Teresa: Let’s distinguish between outcomes and opportunities. And I suspect the question was opportunity framing, but we’ll just make sure. At the very top of the tree, you’re seeing a blue box, which is your outcome. We talked about outcomes a little bit last time. Outcomes are the metrics you’re trying to move. So if you work at Facebook, you try to increase engagement. If you work at Slack, you’re probably trying to increase retention, driving monthly recurring revenue. We can go a level deeper into product metrics, like what drives engagement, what drives retention.
In the green boxes, the opportunities, this is where we’re talking about customer needs, customer pain points, customer desires.
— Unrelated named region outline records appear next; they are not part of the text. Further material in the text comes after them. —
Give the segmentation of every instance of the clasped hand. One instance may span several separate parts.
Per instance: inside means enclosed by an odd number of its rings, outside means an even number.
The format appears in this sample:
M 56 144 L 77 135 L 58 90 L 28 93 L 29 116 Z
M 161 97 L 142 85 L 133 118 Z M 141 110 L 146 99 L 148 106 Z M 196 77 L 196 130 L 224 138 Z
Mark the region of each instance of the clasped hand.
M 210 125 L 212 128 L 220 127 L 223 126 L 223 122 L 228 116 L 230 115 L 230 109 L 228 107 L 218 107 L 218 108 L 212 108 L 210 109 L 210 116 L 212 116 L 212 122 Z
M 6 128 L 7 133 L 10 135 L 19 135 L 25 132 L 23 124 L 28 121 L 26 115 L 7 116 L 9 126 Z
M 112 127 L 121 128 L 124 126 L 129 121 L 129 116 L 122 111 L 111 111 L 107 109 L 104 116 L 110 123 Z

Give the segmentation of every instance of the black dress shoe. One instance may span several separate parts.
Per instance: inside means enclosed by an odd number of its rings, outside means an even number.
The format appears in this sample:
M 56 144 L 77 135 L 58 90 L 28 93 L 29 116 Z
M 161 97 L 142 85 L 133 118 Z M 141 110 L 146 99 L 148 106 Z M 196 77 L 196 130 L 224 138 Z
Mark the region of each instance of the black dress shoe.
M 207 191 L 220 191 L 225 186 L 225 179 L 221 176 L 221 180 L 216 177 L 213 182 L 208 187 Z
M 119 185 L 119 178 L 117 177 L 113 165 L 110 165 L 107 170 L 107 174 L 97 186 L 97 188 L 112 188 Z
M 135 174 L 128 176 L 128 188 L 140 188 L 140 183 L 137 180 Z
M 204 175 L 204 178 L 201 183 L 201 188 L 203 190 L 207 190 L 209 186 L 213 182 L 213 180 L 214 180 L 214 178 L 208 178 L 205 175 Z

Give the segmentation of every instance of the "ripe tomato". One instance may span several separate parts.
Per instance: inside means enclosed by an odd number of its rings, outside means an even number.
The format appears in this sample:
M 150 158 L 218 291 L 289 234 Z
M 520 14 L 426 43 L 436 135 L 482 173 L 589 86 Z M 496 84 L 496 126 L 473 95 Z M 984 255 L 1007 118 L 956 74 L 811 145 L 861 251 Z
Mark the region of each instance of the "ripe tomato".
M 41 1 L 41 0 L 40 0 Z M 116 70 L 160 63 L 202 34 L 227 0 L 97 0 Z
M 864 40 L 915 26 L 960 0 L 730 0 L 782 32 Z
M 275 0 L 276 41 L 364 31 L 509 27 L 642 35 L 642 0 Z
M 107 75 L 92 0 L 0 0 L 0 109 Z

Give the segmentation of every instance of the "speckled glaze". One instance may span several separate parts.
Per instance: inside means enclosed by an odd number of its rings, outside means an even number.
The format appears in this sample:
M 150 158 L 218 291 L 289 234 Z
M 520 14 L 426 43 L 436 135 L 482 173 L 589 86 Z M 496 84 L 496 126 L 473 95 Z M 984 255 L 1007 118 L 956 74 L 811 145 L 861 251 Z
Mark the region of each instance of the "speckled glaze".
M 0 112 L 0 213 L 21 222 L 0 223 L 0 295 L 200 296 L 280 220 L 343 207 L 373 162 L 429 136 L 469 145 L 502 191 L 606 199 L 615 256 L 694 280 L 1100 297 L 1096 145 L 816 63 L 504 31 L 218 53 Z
Problem framing could be a webinar topic in and of itself, but here are some tips that I like to use.
I like to frame the problem from the customer’s point of view. I actually encourage teams to write their opportunities like, “I want,” “I need,” “I wish,” “I hope,” “I’m trying to,” or to frame it as questions they’re asking.
I’m working with a company where their customers are farmers and ranchers, and a lot of their opportunities are framed like, “When should I plant my crop?” “When should I harvest?” “Who should I sell to?” “Should I sell or store my grain?” These opportunities are questions and needs that their farmers and ranchers are experiencing that their products can address.
The key here is that the opportunities are framed from your customer’s point of view. And the reason why I think that’s really important is that it’s easy to disguise a business need as a customer need. So the example that I give for this often is Amazon probably has a business need of getting you to spend more money, so increasing the average order price. But no customer would ever say, “I wish I spent more money with Amazon.” So when you take the opportunity and you reframe it from your customer’s standpoint, it’ll help you test if it’s really customer centric.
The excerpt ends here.